Serbien wählt
In Serbien finden morgen vorgezogene Parlamentswahlen statt. Insgesamt bewerben sich 19 Parteien und Gruppierungen um die 250 Parlamentssitze. An den grundsätzlichen Machtverhältnissen wird sich nicht viel ändern, glaubt man den Umfragen - auch wenn die stärkste Partei deutlich zulegen dürfte.
8. April 2017, 21:58
Mittagsjournal, 15.3.2014
Wandlungsfähiger Vucic
Der Sieg der serbischen Fortschrittspartei des stellvertretenden Ministerpräsidenten Alexandar Vucic steht schon jetzt außer Zweifel. Morgen geht es nur um das Ausmaß und damit um die Frage: schafft Serbiens derzeit populärster Politiker die absolute Mehrheit? Die Umfragen geben dem geläuterten 2-Meter-Mann gute Chancen. Er hat sich vom Ultranationalisten zum Pro-Europäer gewandelt, der sein Land in die EU führen will, er hat die Korruption in Serbien bekämpft und will weitere, vermutlich harte Reformen durchziehen. Die Neuwahlen hat er quasi vom Zaun gebrochen, aber damit taktisch bis zur offiziellen Aufnahme der EU-Beitrittsgespräche gewartet. Kritiker werfen ihm einen autokratischen Stil vor und befürchten, dass Serbien sich unter ihm als mutmaßlichem nächsten Ministerpräsidenten ähnlich entwickeln könnte, wie Ungarn. Im Wahlkampf hat Vucic diese Bedenken so zu kontern versucht: Sie können mich attackieren und beschimpfen, auch jeden Tag im Fernsehen, das stört mich nicht. Aber ich werde nicht zulassen, dass Serbien von den Kritikern zerstört wird.

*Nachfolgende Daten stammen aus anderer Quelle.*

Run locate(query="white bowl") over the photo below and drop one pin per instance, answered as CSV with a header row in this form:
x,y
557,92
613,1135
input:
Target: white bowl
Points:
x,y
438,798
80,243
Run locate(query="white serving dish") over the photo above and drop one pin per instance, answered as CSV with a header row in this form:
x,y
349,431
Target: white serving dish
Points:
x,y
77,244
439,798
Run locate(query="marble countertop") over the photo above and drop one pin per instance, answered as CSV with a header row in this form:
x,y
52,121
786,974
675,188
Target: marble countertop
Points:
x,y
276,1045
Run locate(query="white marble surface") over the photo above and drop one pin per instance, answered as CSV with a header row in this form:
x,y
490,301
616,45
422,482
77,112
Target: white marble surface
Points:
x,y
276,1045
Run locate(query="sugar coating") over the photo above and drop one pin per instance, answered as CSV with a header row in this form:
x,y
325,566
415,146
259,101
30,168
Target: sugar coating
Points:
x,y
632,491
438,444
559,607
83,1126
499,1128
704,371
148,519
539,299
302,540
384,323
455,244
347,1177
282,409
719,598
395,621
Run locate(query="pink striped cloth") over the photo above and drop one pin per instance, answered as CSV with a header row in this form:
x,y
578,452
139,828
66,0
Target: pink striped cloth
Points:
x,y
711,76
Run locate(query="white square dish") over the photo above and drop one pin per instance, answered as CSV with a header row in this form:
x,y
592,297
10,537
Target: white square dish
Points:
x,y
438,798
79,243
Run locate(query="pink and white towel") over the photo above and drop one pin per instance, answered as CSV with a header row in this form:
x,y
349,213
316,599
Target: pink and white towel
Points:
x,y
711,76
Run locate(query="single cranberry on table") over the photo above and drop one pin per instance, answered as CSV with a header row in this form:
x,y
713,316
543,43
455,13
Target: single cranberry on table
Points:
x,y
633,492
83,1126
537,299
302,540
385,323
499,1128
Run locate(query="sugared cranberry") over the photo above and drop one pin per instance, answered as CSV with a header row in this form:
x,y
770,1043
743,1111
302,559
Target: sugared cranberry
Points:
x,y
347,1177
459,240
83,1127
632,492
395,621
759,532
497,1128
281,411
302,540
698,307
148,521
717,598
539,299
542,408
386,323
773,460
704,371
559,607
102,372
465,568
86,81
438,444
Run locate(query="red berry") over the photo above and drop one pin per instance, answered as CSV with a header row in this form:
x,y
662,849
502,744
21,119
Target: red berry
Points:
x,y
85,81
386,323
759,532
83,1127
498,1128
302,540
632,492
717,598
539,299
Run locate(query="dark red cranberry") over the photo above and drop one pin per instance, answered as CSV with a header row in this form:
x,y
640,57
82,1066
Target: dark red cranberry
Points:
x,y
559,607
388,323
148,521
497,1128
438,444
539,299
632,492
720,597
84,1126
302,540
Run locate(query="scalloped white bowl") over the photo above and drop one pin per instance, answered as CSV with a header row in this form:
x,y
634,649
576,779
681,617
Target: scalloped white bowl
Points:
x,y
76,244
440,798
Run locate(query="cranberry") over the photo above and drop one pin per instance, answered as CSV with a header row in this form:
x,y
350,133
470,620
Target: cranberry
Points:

Schon jetzt ist die Fortschrittspartei von Vucic der größere Regierungspartner, doch den Ministerpräsidenten stellen bisher die Sozialisten mit Ivica Dacic. Er kämpft darum, auch künftig in der Regierung zu sitzen, also um den zweiten Platz. Allerdings wird er unter anderem für die schwache Wirtschaftslage mit 25 Prozent Arbeitslosigkeit ebenso verantwortlich gemacht, wie für die Erfolge im Dialog mit dem Kosovo - ein Punkt, den viele Serben gar nicht positiv sehen. Im Wahlkampf versuchte Dacic, klar zu machen, dass es auf jede Stimme für seine Sozialisten ankommt: Wir können Euch nicht helfen, wenn ihr uns nicht wählt. Eure Stimme ist keine Stimme für uns, sondern für Euch selbst.
Zwischen 13 und 15 Prozent der Stimmen sagen die Umfragen den Sozialisten derzeit voraus, alle anderen Parteien und Gruppierungen werden auf weniger als 10 Prozent eingeschätzt. Sie versuchten daher gar nicht erst, die Fortschrittspartei anzugreifen, die viel zu weit voraus liegt, sondern eher die Sozialisten, in der Hoffnung, ein Rennen um den zweiten Platz doch noch gewinnen zu können. Derzeit geht man davon aus, dass die Fortschrittspartei und die Sozialisten nach der Wahl eine stabile Koalition bilden. Die Nagelprobe könnte kommen, wenn harte Wirtschaftsreformen - wie die Schließung von defizitären Staatsbetrieben - tatsächlich in Angriff genommen werden.